O presidente de Taiwan é detestado pelo governo chinês, que o considera um perigoso separatista. Seu discurso foi muito mal recebido em Pequim, que o acusou de promover falácias sobre a independência da ilha e de “criar deliberadamente tensões no Estreito de Taiwan”.
O porta-voz do Ministério das Relações Exteriores da China declarou que "só existe uma China no mundo” e que Taiwan é uma parte inalienável do seu território, sendo o governo da República Popular da China o único a legalmente representar todo o país, inclusive a região insular.
A resposta do governo chinês não se limitou à retórica.

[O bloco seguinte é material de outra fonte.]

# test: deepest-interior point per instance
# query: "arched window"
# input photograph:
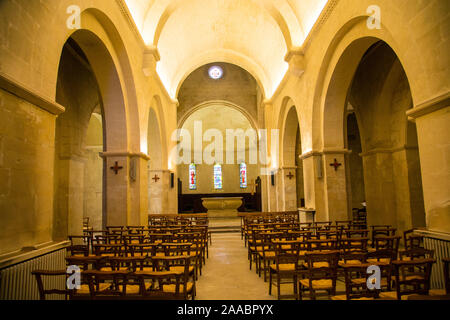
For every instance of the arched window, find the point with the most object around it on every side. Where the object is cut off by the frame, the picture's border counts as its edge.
(243, 175)
(192, 177)
(218, 177)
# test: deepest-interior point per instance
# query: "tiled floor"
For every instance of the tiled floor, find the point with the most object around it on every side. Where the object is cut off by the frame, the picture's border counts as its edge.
(226, 275)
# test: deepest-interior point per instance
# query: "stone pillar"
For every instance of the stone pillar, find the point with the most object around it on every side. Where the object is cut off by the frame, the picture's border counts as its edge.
(70, 198)
(313, 183)
(140, 199)
(432, 120)
(335, 185)
(158, 191)
(379, 185)
(117, 189)
(272, 192)
(288, 183)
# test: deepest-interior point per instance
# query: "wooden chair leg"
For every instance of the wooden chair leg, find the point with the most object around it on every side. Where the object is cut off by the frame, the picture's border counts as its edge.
(295, 287)
(278, 285)
(300, 291)
(270, 282)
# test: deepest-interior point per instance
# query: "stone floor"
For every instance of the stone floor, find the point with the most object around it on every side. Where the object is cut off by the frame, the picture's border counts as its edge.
(226, 275)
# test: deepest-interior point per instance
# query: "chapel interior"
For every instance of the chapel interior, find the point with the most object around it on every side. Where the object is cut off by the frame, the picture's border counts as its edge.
(224, 150)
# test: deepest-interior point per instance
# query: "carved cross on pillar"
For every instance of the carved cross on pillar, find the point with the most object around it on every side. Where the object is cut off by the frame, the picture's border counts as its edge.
(253, 186)
(116, 168)
(336, 165)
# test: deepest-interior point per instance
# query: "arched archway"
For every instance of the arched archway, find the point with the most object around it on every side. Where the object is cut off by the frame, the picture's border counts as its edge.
(291, 189)
(371, 78)
(158, 174)
(97, 87)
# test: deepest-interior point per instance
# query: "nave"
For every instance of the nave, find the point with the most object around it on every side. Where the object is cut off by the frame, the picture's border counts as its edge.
(274, 256)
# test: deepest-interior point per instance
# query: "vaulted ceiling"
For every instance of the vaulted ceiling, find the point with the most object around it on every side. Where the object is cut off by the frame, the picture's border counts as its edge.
(254, 34)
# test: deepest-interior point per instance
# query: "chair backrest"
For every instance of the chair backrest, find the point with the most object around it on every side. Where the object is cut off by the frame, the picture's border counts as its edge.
(380, 255)
(417, 253)
(412, 276)
(387, 242)
(287, 252)
(411, 240)
(44, 292)
(322, 245)
(318, 270)
(348, 245)
(79, 245)
(117, 279)
(446, 262)
(356, 277)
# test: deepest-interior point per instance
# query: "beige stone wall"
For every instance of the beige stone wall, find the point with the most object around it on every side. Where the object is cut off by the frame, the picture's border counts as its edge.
(237, 86)
(26, 168)
(32, 35)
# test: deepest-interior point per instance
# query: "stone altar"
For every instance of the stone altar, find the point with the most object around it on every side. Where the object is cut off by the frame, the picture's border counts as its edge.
(222, 207)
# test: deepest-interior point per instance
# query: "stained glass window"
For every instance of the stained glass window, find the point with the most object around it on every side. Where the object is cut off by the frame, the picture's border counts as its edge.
(243, 175)
(192, 177)
(218, 176)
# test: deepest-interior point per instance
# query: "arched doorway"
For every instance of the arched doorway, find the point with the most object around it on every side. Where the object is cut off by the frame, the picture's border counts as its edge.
(89, 88)
(378, 91)
(291, 194)
(218, 156)
(158, 175)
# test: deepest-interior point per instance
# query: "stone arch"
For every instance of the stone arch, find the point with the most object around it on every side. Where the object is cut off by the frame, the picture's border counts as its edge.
(156, 128)
(105, 56)
(206, 104)
(341, 59)
(226, 56)
(271, 9)
(383, 153)
(291, 186)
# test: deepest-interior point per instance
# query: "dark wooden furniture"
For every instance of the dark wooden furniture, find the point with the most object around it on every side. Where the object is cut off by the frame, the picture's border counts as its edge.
(321, 274)
(44, 292)
(285, 269)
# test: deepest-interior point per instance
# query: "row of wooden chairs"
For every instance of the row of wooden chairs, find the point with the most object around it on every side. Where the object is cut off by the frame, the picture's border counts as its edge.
(328, 250)
(164, 277)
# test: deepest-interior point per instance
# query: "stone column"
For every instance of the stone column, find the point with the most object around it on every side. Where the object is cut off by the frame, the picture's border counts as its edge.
(70, 197)
(314, 183)
(335, 185)
(432, 120)
(288, 181)
(117, 189)
(125, 195)
(379, 185)
(158, 191)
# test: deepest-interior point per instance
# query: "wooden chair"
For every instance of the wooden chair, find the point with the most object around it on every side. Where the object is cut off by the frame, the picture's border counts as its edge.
(79, 245)
(181, 285)
(411, 277)
(353, 251)
(86, 226)
(356, 233)
(266, 252)
(381, 230)
(387, 243)
(416, 253)
(104, 285)
(411, 240)
(446, 262)
(43, 292)
(321, 274)
(356, 277)
(285, 269)
(383, 259)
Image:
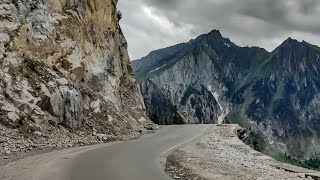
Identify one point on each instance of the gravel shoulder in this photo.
(220, 154)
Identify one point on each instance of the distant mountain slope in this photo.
(211, 79)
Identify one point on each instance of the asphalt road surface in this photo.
(138, 159)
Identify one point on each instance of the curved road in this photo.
(131, 160)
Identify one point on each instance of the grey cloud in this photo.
(263, 23)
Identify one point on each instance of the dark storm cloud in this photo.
(152, 24)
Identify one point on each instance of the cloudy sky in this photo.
(154, 24)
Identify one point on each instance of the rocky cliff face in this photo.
(211, 80)
(65, 63)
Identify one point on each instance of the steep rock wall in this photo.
(65, 62)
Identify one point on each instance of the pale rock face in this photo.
(66, 62)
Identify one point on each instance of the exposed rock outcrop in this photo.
(64, 63)
(274, 95)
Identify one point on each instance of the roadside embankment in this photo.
(220, 154)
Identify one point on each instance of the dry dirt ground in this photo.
(220, 154)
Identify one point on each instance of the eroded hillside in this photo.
(65, 75)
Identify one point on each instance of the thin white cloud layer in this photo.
(154, 24)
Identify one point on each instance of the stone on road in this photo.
(138, 159)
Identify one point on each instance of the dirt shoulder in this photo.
(219, 154)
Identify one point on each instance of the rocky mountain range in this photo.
(274, 95)
(65, 75)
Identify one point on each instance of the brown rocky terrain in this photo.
(65, 76)
(220, 154)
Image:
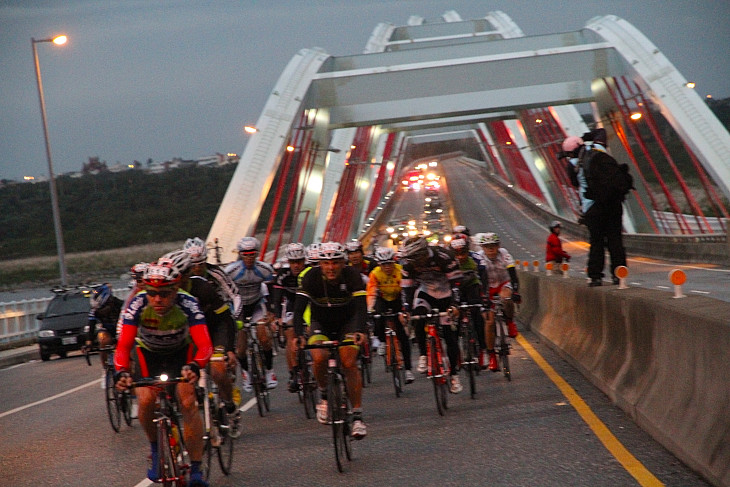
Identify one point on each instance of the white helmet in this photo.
(384, 255)
(248, 244)
(295, 251)
(331, 251)
(488, 238)
(197, 250)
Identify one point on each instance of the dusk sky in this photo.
(160, 79)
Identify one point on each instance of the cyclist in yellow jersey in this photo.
(384, 295)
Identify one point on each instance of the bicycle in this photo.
(118, 403)
(364, 358)
(339, 410)
(501, 345)
(307, 384)
(469, 344)
(393, 356)
(173, 459)
(218, 423)
(256, 370)
(437, 371)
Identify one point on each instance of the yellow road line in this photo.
(629, 462)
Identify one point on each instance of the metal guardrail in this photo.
(18, 321)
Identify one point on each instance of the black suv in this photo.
(63, 325)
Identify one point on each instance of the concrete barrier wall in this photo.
(664, 361)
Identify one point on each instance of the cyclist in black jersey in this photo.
(282, 302)
(336, 294)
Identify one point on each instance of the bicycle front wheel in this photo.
(225, 449)
(437, 376)
(337, 416)
(167, 468)
(112, 401)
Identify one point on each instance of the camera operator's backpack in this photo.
(607, 180)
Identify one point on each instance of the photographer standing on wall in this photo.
(603, 184)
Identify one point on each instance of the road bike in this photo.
(339, 409)
(307, 385)
(437, 371)
(220, 426)
(501, 344)
(393, 355)
(256, 369)
(119, 404)
(469, 343)
(173, 465)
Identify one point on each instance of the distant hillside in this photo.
(111, 210)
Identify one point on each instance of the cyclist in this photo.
(105, 310)
(158, 325)
(336, 294)
(226, 288)
(383, 295)
(502, 280)
(356, 258)
(251, 276)
(221, 327)
(470, 292)
(284, 296)
(435, 271)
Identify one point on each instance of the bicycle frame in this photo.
(339, 410)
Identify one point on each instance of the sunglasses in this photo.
(163, 294)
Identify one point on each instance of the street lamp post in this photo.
(59, 40)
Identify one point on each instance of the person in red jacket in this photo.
(554, 249)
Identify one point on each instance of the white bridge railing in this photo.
(18, 318)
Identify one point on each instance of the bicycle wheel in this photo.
(395, 367)
(438, 379)
(258, 381)
(308, 389)
(112, 401)
(504, 358)
(225, 449)
(337, 416)
(167, 465)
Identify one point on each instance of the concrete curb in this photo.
(19, 355)
(662, 360)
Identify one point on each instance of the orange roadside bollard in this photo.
(677, 277)
(622, 272)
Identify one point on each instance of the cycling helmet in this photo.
(462, 230)
(385, 255)
(331, 251)
(248, 244)
(413, 246)
(458, 244)
(137, 270)
(100, 295)
(295, 251)
(571, 143)
(488, 238)
(197, 250)
(161, 274)
(354, 246)
(179, 259)
(313, 252)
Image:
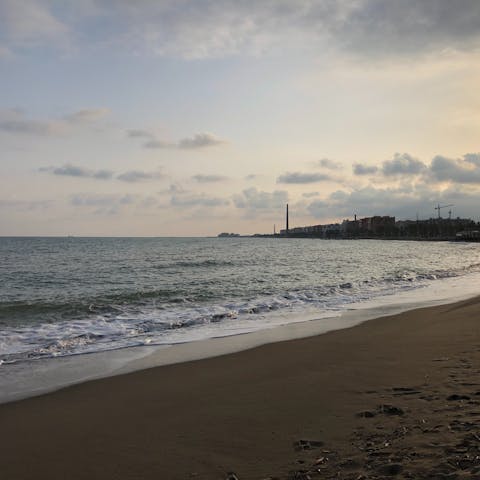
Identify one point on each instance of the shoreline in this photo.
(38, 377)
(263, 412)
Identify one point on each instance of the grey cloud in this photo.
(329, 164)
(403, 202)
(220, 28)
(302, 178)
(75, 171)
(87, 115)
(158, 144)
(408, 27)
(472, 158)
(465, 170)
(253, 199)
(130, 176)
(15, 122)
(361, 169)
(133, 176)
(200, 200)
(209, 178)
(139, 133)
(29, 23)
(402, 164)
(104, 204)
(200, 140)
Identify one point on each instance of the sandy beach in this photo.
(395, 397)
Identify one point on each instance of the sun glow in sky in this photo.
(192, 117)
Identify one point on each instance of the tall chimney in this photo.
(287, 218)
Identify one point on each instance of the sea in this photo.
(72, 296)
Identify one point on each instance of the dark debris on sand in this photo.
(434, 434)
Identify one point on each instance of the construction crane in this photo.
(439, 207)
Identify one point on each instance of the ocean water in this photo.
(68, 296)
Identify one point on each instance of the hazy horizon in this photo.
(187, 118)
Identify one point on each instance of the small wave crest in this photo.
(145, 318)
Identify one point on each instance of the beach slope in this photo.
(395, 397)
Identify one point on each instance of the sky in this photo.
(195, 117)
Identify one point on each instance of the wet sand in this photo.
(395, 397)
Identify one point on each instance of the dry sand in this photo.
(395, 397)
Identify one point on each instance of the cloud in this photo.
(103, 204)
(402, 164)
(30, 23)
(133, 176)
(200, 140)
(158, 144)
(209, 178)
(194, 200)
(376, 27)
(403, 202)
(329, 164)
(69, 170)
(465, 170)
(87, 115)
(139, 133)
(197, 141)
(361, 169)
(15, 122)
(302, 178)
(473, 158)
(252, 199)
(222, 28)
(130, 176)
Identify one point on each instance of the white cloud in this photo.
(87, 115)
(133, 176)
(461, 170)
(197, 200)
(253, 199)
(403, 164)
(200, 140)
(29, 23)
(361, 169)
(329, 164)
(75, 171)
(209, 178)
(17, 122)
(302, 178)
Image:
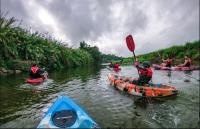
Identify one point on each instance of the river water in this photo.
(23, 105)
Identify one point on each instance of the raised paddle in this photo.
(130, 44)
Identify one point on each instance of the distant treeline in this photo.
(177, 53)
(107, 58)
(19, 49)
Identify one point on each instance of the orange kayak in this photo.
(36, 81)
(151, 90)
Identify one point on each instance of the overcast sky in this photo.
(154, 24)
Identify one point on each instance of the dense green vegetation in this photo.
(19, 48)
(177, 53)
(106, 58)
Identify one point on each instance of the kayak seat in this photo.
(64, 118)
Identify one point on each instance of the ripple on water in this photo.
(106, 105)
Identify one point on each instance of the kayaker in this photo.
(187, 62)
(145, 73)
(35, 71)
(167, 62)
(111, 65)
(116, 65)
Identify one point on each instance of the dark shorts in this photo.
(142, 81)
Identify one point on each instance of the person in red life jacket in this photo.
(111, 65)
(116, 65)
(187, 62)
(167, 62)
(35, 72)
(145, 73)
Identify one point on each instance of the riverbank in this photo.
(21, 48)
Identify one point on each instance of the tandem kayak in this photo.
(158, 67)
(35, 81)
(116, 69)
(65, 113)
(151, 90)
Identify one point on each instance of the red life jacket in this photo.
(168, 62)
(189, 62)
(148, 72)
(116, 65)
(34, 69)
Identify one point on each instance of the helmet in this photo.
(146, 64)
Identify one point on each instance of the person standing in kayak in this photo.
(187, 62)
(167, 62)
(145, 73)
(35, 71)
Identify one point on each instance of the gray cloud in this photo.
(154, 24)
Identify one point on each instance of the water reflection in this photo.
(23, 105)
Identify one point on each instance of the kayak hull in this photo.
(153, 90)
(116, 69)
(158, 67)
(36, 81)
(64, 103)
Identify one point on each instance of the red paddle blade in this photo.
(130, 43)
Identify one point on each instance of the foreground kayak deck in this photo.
(65, 113)
(158, 67)
(153, 91)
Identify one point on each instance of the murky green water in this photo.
(23, 105)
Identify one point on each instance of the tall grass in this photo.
(19, 45)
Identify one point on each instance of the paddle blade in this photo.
(130, 43)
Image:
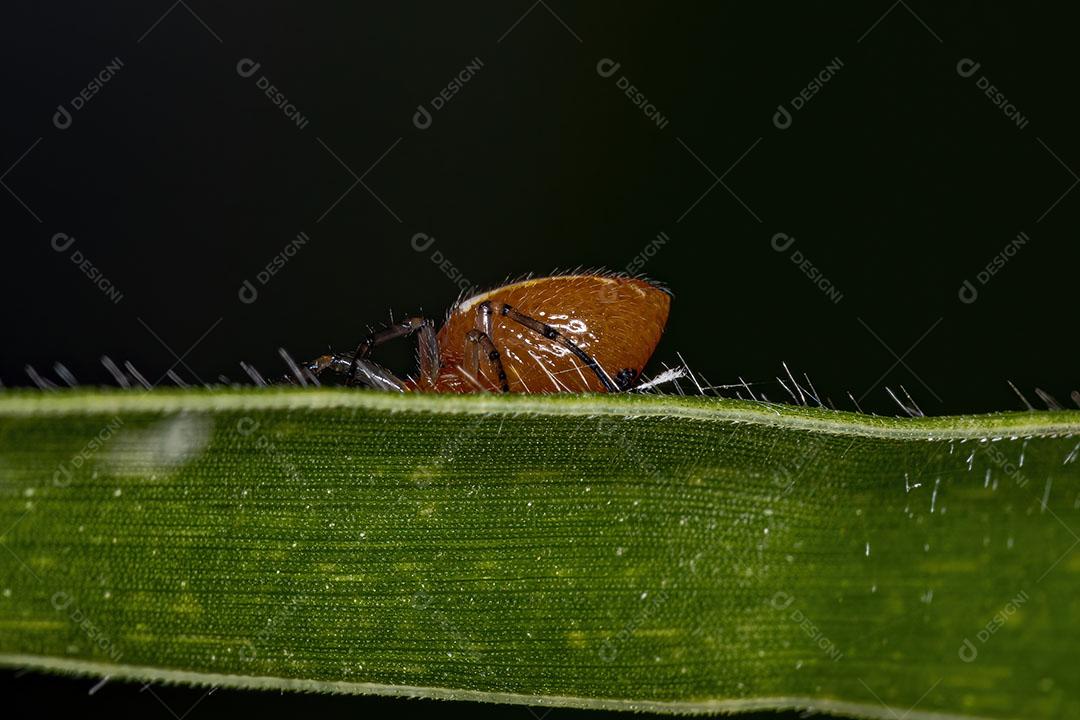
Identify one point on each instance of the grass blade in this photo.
(656, 553)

O Teatro Oriental, comando conjunto do Exército Popular de Libertação da China responsável pelo Estreito de Taiwan, iniciou imediatamente manobras militares simulando o cerco à ilha
Batizado de “Espada Conjunta B” (a Espada Conjunta “A” ocorreu em maio, logo após a posse de Lai Ching-te), o exercício simula um bloqueio naval às ilhas do arquipélago de Taiwan, bem como ataques a áreas marítimas e terrestres. Embora de curta duração, as manobras da semana passada aumentaram em volume de meios militares e em agressividade.
Segundo os taiwaneses, 125 aeronaves militares chinesas voaram em direção a Taiwan no último dia 14, estabelecendo um recorde. Seis áreas marítimas no entorno da ilha principal, e três outras nas proximidades dos arquipélagos de Quemoy e Matsu, controlados por Taiwan e próximos ao litoral chinês, foram interditadas pelos chineses, que enviaram, para essas regiões, navios da marinha de guerra, inclusive o porta-aviões Liaoning, e da guarda costeira.
Manobras militares chinesas no entorno de Taiwan têm se tornado cada vez mais frequentes, envolvendo sempre muitos meios militares e formando um círculo cada vez mais apertado em torno da ilha. Dessa vez, os chineses buscaram demonstrar que possuem a capacidade de cortar as linhas marítimas que chegam a Taiwan, especialmente os portos por onde a ilha recebe seus suprimentos de gás natural.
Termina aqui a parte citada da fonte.